Lokum (Turkish Delight)
Lokum, commonly known as Turkish delight, is one of the most popular Turkish desserts. They are little square-shaped sweet treats made with starch, sugar, and different types of flavorings. The mixture is cooked, poured into a pan, and allowed to set before being cut into bite-sized jelly-like cubes and dusted with powdered sugar or shredded coconut.
The most common flavors include rose water, bergamot, orange, or lemon. Other versions also have chopped dates, pistachios, and other ground nuts within the jelly mixture. This popular dessert is typically enjoyed with Turkish coffee. They can be easily found throughout the country and would also make for amazing souvenirs or gifts.
Türkiye produces several great, high-quality chocolate brands. One of the most famous Turkish chocolate brands is Ülker, which offers a range of chocolate bars, truffles, and pralines. Other good brands include Eti and Pelit. Turkish chocolate usually incorporates various types of nuts like almonds and pistachios, dried nuts, and other more traditional treats like Turkish delight. You can find delicious Turkish chocolate bars at any grocery store.
Turkish Yogurt with Honey
Turkish yogurt with honey can be enjoyed as a simple and healthy snack, dessert or even breakfast treat. The creamy and tart flavor of yogurt pairs well with the sweetness of the honey. We ate Turkish yogurt with honey for breakfast most mornings and also had a special regional variation once when we met up with a friend. So good!
Turkish Ice Cream
Turkish ice cream, known as dondurma, has a unique and chewy consistency unlike any other ice cream. That’s because it’s made with cream, sugar, salep, and mastic. Salep is a type of flour made from orchids that provides the ice cream with its thickness, while mastic is a plant resin that’s responsible for the chewiness.
It comes in a wide range of different flavors including classics like vanilla, chocolate, pistachio with more Mediterranean fruit-based flavors like raspberry and mulberry.
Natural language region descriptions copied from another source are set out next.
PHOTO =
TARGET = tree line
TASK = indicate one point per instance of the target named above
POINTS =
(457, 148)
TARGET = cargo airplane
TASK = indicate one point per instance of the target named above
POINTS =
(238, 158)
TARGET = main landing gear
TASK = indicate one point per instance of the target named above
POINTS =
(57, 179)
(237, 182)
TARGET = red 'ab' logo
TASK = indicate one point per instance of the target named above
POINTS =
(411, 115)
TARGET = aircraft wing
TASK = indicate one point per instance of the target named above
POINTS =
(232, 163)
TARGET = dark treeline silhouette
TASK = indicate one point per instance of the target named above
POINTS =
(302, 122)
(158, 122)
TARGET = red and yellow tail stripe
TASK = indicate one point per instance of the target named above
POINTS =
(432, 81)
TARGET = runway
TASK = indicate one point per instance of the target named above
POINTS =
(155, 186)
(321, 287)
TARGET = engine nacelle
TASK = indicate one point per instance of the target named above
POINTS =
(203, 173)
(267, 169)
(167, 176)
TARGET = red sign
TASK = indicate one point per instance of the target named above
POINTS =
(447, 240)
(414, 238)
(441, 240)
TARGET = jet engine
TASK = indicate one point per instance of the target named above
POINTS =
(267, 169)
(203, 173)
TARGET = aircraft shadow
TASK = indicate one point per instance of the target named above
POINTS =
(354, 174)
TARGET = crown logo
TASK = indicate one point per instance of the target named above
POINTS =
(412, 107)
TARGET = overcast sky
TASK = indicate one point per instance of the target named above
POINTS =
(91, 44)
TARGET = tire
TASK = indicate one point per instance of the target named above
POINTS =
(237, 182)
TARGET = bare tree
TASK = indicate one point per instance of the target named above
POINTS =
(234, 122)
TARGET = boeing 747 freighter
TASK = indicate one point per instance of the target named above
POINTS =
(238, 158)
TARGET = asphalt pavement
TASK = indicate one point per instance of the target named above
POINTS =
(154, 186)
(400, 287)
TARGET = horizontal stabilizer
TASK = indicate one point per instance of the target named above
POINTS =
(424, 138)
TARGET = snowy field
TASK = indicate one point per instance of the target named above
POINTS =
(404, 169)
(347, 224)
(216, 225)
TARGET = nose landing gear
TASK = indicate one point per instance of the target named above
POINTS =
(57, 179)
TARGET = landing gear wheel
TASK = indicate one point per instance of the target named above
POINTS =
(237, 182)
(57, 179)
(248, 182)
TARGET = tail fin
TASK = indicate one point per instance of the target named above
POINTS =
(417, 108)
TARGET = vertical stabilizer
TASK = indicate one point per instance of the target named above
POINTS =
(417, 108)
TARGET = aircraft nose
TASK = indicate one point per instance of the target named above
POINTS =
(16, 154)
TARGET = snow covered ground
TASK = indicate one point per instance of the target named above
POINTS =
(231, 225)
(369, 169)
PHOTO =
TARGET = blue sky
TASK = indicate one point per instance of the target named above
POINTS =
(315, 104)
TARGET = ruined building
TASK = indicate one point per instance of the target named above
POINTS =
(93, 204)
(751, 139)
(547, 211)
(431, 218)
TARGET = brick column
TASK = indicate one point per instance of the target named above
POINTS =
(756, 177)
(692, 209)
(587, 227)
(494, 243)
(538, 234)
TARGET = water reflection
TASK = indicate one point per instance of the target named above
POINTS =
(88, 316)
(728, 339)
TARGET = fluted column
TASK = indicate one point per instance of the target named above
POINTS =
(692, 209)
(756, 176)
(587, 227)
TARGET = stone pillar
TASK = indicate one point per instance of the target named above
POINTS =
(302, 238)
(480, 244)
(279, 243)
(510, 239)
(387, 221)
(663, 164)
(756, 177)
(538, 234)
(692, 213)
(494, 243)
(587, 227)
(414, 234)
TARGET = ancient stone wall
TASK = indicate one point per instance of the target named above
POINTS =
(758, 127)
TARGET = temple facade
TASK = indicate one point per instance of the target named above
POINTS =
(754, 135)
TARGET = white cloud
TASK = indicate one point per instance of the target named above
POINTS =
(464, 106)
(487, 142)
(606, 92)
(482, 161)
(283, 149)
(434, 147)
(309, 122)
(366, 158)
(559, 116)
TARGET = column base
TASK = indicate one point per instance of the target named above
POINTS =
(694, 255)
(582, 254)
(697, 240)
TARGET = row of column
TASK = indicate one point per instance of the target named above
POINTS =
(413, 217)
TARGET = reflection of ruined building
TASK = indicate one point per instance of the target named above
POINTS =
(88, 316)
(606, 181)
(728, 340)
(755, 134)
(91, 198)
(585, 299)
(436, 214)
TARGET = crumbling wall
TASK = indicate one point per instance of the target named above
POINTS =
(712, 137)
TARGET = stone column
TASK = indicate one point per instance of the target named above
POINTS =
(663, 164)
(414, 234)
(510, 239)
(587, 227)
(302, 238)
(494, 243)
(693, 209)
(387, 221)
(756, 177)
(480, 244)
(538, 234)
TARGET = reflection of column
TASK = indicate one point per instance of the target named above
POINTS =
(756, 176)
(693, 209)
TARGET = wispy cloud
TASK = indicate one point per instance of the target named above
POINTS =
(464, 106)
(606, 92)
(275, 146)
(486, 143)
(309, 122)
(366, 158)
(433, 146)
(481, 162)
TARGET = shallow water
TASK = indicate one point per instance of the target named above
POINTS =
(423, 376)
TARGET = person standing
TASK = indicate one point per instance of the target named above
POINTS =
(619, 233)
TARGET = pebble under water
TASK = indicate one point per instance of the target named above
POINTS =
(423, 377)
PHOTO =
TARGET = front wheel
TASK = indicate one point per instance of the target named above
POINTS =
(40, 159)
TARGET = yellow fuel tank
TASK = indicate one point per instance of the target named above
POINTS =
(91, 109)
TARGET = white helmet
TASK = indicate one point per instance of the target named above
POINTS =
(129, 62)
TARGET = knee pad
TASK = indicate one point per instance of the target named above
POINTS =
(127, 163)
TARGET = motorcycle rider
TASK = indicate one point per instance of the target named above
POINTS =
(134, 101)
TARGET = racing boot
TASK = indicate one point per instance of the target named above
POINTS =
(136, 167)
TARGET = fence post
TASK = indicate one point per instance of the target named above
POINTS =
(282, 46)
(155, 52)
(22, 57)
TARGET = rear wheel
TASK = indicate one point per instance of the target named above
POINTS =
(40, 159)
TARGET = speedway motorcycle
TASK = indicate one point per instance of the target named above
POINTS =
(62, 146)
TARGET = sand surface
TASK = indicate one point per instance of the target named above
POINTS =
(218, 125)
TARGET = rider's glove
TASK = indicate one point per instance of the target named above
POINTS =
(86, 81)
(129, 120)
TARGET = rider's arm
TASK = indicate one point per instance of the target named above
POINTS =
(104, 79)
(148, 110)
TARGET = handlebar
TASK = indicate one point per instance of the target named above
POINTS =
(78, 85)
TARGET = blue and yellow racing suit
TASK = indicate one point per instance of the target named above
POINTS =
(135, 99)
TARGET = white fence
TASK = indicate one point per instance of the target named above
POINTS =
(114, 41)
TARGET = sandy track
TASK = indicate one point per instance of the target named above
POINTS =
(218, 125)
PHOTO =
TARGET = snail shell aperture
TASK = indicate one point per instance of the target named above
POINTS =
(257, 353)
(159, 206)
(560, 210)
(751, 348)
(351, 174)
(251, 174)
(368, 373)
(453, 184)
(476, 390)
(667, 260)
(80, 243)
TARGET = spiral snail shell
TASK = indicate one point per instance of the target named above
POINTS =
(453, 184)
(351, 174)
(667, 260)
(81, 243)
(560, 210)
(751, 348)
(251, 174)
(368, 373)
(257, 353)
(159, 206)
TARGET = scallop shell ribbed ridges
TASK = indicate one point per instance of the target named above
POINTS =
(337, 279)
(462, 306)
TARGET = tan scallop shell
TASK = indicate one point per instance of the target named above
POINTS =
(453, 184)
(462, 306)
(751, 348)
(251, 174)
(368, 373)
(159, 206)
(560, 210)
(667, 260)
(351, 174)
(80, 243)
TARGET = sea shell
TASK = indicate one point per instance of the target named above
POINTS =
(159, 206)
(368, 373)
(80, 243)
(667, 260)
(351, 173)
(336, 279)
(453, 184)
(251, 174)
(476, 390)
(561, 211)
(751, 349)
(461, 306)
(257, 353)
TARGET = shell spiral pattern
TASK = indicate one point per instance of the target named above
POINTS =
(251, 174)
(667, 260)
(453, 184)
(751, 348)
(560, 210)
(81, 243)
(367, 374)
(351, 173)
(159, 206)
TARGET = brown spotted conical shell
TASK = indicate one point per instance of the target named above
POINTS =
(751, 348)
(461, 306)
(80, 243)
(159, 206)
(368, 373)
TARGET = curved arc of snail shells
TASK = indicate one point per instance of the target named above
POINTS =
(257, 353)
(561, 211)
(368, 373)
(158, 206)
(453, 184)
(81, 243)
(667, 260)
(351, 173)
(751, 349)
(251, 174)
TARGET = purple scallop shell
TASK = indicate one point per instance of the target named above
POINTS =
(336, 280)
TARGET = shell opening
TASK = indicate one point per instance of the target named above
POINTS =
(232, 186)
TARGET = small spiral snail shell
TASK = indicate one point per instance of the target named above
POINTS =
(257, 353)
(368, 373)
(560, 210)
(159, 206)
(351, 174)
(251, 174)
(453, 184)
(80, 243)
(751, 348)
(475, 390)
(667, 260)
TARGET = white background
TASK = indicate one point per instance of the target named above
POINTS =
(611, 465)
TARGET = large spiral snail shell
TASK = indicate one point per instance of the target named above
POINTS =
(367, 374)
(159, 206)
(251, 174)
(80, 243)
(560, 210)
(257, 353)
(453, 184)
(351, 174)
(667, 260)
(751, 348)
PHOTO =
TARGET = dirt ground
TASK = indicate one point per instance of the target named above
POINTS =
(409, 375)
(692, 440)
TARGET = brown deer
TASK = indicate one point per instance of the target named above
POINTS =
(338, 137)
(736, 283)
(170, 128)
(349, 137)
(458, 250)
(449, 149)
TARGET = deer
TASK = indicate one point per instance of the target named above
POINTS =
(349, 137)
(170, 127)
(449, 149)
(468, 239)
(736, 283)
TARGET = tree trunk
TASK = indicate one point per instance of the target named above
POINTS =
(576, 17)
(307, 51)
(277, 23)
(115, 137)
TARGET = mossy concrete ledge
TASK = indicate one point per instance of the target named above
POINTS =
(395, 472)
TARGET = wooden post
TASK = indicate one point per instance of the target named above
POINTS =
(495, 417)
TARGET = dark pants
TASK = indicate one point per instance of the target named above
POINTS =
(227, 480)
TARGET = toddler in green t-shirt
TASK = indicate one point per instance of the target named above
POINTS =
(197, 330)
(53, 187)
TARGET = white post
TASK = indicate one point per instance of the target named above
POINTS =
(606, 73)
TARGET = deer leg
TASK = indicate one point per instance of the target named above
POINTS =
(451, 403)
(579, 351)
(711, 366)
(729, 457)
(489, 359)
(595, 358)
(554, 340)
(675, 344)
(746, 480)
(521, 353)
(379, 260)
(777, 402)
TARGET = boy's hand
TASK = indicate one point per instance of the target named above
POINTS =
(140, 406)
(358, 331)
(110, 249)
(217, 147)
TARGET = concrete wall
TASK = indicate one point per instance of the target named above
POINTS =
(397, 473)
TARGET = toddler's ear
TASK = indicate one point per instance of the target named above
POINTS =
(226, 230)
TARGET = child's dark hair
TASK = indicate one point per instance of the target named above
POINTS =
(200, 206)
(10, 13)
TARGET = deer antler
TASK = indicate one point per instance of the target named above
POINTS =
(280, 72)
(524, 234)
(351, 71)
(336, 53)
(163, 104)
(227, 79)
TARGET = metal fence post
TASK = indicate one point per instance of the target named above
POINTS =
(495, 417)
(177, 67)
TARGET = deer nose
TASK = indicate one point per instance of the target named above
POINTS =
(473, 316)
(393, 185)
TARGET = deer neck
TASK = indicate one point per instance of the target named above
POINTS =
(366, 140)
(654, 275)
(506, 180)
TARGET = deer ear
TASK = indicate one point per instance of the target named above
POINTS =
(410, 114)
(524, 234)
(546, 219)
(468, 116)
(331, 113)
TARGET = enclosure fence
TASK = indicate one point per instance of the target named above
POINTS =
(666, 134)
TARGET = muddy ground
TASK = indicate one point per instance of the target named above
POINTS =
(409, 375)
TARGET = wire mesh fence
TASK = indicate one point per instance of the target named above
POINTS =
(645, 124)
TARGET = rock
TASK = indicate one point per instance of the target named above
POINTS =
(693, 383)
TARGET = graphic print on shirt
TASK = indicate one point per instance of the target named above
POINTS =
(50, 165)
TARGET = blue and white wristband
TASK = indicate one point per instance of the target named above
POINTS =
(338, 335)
You can order Turkish ice cream by the scoop or enjoy a creative sundae, like the fruit, pistachio, vanilla, and chocolate delight I enjoyed (see above photo).
Turkish ice cream is also known for the playful way that it’s served, as street vendors often entertain customers with tricks and jokes.
Salep, which is a type of flour made from the ground roots of wild orchids, is also used in drinks. This hot drink is made by mixing milk with salep and sugar. It’s heated until it becomes thick and creamy. It’s then typically served with a sprinkling of ground cinnamon on top.
You’ll find salep all over and can find salep mixes to make at home. I had a cup on a cold, windy day and it was the perfect warming sweet treat.
Ayva Tatlisi (Turkish Quince Dessert)
Ayva tatlisi is a traditional dessert made from quince. The fruit is first peeled, cored, and then simmered in sugar syrup and cloves until it becomes tender and caramelized. The fruit is then then served in half slices with more syrup poured over them. This treat is usually topped with cream and garnished with nuts. It can be enjoyed warm or cold, but it’s typically enjoyed during the winter season.
Kabak Tatlisi (Turkish Pumpkin Dessert)
Kabak tatlisi is similar to ayva tatlisi but this dessert instead features pumpkin. It’s made with chunks of pumpkin that are cooked in a sugar syrup until tender. Alternatively, milk can be used instead of the syrup. It’s then served with a dollop of cream, chopped nuts, and tahini.
Cevizli Sucuk (Turkish Walnut Sausage)
Cevizli sucuk, also known as walnut sausage, is a sweet treat made with walnuts and molasses. It’s made by stringing together walnuts and coating them with a mixture of molasses, flour, and water until it reaches a thick consistency. This results in a long log resembling a sausage. Once they cool and harden, it is sliced into thin pieces and can be served as a sweet snack or dessert.